I came to the realisation that I could not however, create the documentary that I had originally planned in my head, as I did not have the footage I needed and recording a video call interview using OBS would not be satisfactory, I would rather push the project back until this pandemic is over, where I can then film individual interviews with each member of the band, get more B-roll of Aberdare, the members homes and The Shed, I could develop better questions and not have to worry about having to complete it in a certain time frame, than hand in a half arsed documentary, without the passion put into it. I needed this documentary to be how I envisioned it, so I decided that I would instead hand in the trailer I had made for the documentary with the footage I had at my disposal, however I ran into a problem.

Due to me not sticking to my production schedule, and the work entirely, I had forgotten to document the filming process and the filming of the interviews from the production section of my wordpress, and the creation of the trailer I had made from the post – production section. Because of this I decided I would make another trailer, document my editing process for the post – production section and then I would show the two trailers to a select few people, to have them tell me which they prefered and why, and whichever trailer they prefered would be handed in, doing this would also add to the unit overall and could even add to my final grade. Although after I could not decide which trailer to give in, as I believed that without one or the other, the audience would not be able to get the full picutre, as both trailers show different sides of the band, in style, vibe and emotionally, with this, and because my uncle suggested it to me, I decided I would hand in both trailers as my final major project instead of just one.

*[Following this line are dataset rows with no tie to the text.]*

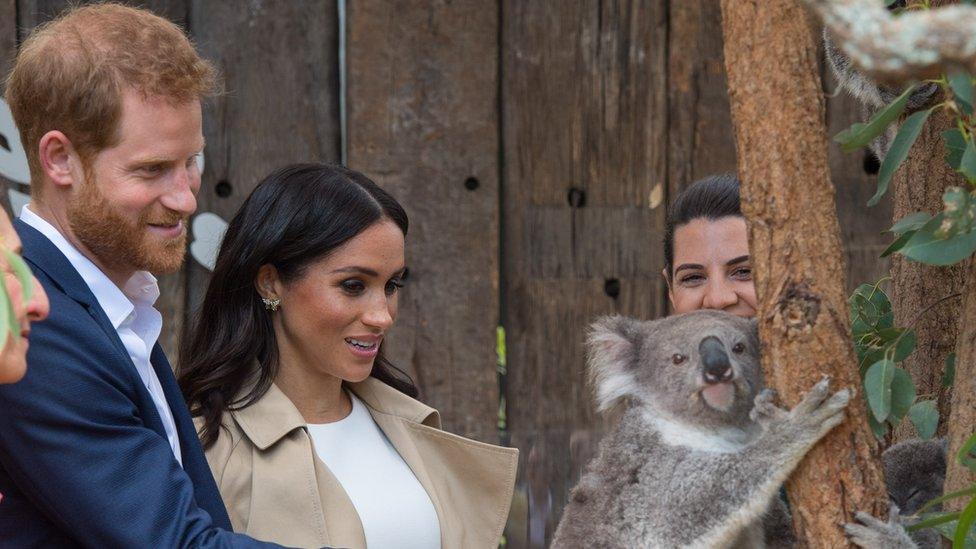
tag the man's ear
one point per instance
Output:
(59, 160)
(612, 345)
(268, 283)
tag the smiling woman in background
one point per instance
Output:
(706, 249)
(313, 437)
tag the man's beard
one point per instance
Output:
(119, 243)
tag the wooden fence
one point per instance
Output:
(535, 145)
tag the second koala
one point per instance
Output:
(701, 451)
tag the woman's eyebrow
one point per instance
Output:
(684, 266)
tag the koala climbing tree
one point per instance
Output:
(795, 243)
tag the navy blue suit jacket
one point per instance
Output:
(84, 458)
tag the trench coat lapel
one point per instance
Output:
(470, 483)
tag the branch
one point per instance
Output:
(915, 45)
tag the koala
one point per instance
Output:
(699, 455)
(914, 473)
(871, 95)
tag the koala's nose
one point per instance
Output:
(715, 361)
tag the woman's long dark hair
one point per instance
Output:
(295, 217)
(712, 197)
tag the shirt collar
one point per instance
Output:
(274, 416)
(114, 301)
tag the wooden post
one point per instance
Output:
(778, 114)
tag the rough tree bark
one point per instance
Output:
(795, 242)
(916, 287)
(963, 412)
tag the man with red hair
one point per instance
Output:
(97, 447)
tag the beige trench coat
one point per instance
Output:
(277, 489)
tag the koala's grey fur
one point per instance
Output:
(871, 95)
(914, 473)
(679, 471)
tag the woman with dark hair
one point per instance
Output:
(706, 249)
(315, 439)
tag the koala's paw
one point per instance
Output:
(765, 411)
(820, 411)
(873, 533)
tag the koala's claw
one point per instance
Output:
(873, 533)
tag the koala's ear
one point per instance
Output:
(611, 349)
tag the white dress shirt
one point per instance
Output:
(393, 506)
(131, 311)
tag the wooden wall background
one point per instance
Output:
(535, 145)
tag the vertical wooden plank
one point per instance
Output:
(700, 140)
(422, 121)
(280, 65)
(584, 102)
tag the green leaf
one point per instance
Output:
(907, 134)
(955, 146)
(877, 386)
(911, 222)
(22, 272)
(925, 417)
(898, 244)
(949, 373)
(926, 247)
(962, 87)
(902, 395)
(860, 134)
(966, 519)
(905, 345)
(967, 165)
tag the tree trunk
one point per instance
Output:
(918, 186)
(778, 114)
(963, 394)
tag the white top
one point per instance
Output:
(131, 312)
(392, 504)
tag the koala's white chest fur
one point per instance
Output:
(677, 433)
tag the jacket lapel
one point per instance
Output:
(470, 483)
(205, 490)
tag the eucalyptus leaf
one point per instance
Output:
(955, 143)
(967, 165)
(910, 222)
(877, 387)
(902, 395)
(949, 373)
(860, 134)
(926, 247)
(925, 417)
(962, 87)
(22, 272)
(907, 134)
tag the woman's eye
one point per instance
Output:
(744, 273)
(393, 286)
(352, 286)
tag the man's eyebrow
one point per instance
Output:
(684, 266)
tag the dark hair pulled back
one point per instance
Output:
(296, 216)
(712, 197)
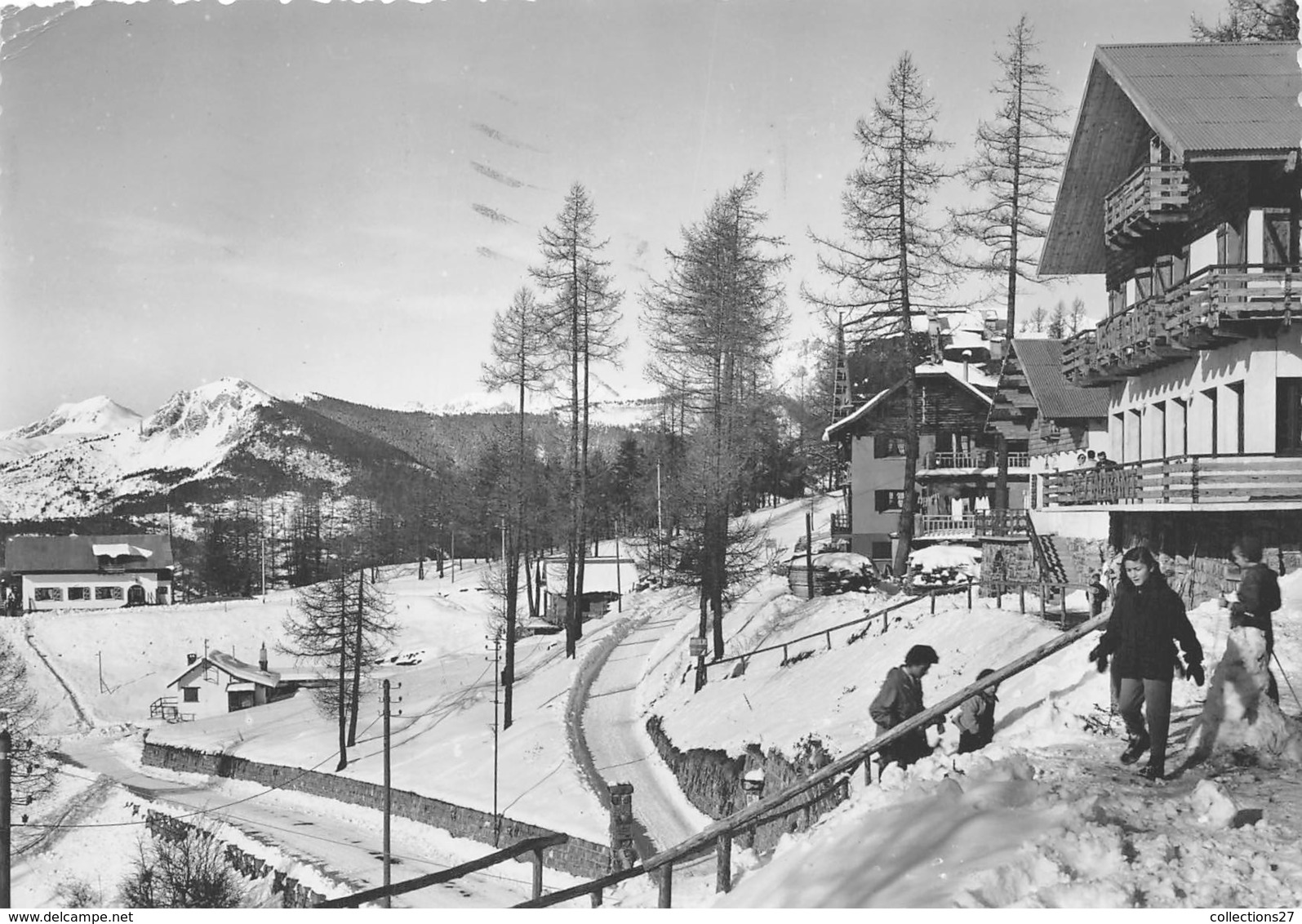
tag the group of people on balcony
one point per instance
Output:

After everything, I have hated the entire production side of this unit, not because of the project itself, but because of the pandemic. I know it could not have been helped and we have all had to deal with it in our own way, but it could not have happened at the worst time. I also believe that most of the other members in my college course have decided to leave the unit and get their grade from previous work in the year, which makes me feel about myself as at least I completed the unit and handed something in, no hard feelings towards my colleagues by the way. I do not feel bad about not creating the complete documentary, as this gives me time to improve on the project, and make it they way I want to make it, after all this is over and maybe even make it better than I originally imagined, with more interviews, longer running time etc. Overall I am happy with how the final piece turned out and if I could go back in time, I would do it all again the same.